AR Si una se tropieza todos los días con los objetos, con las personas, ¿por qué no podemos reconocer que también nos tropezamos con las palabras? Pero yo no busco la imperfección como una estética, ella es resultado de mi ser poeta, si así lo puedo decir. La imperfección se me impone como una marca de ser real. Yo admiro a los poetas perfectos, a aquellos que valeryanamente administran las palabras en dosis medidas, no importa el verso libre o la rima. Darío era un poeta de la perfección pero no así Góngora, afirman algunos. ¿Quién es más perfecto Lezama Lima u Octavio Paz? La perfección en Sor Juana se llamaba Quevedo, y éste se sabía imperfecto, de naturaleza al menos. Tal vez todos los poetas son perfectos hasta que los miras con la lupa de Baudelaire. También habría que hablar de la libertad que hay al saber uno que no es un gran poeta, perfecto.
MI Todavía sobre tu poesía quiero preguntarte por tres símbolos muy tuyos, constantemente repetidos a lo largo de tu obra: El monje, el monte, y el rinoceronte. ¿Qué representan y de dónde salen?

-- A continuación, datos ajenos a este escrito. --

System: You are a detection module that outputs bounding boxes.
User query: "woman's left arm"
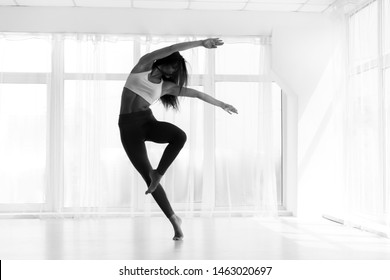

AR. Es interesante que estos tres “juguetes” de mi infancia hayan sobrevivido a mis años de escritor, acompañándome siempre. Obviamente que son símbolos literarios, que aparecieron en el juego de paranomasia de monte y monje, y por encanto con lo absurdo de encontrar en un cielorraso de una casa colonial de Tunja, ciudad andina colombiana, un techo poblado de rinocerontes a la manera de Durero, invitados allí por Ionesco. Pero van más allá, se enredan con mis sueños, con mis azares fortuitos. De una manera continúan apareciendo, atrayéndome con su fascinante simetría o desproporción. Compiten en mí con otra obsesión: los insectos, los cuales plagan mi obra narrativa. Hay tanto misterio en esto de escribir, porque las palabras conjugan imaginación y realidad constantemente.
MI Quiero terminar esta entrevista con una pregunta obvia, y no por ello poco reveladora, en su respuesta: ¿Qué le dirías a un lector posible de tu obra, si pudieras darle un mensaje?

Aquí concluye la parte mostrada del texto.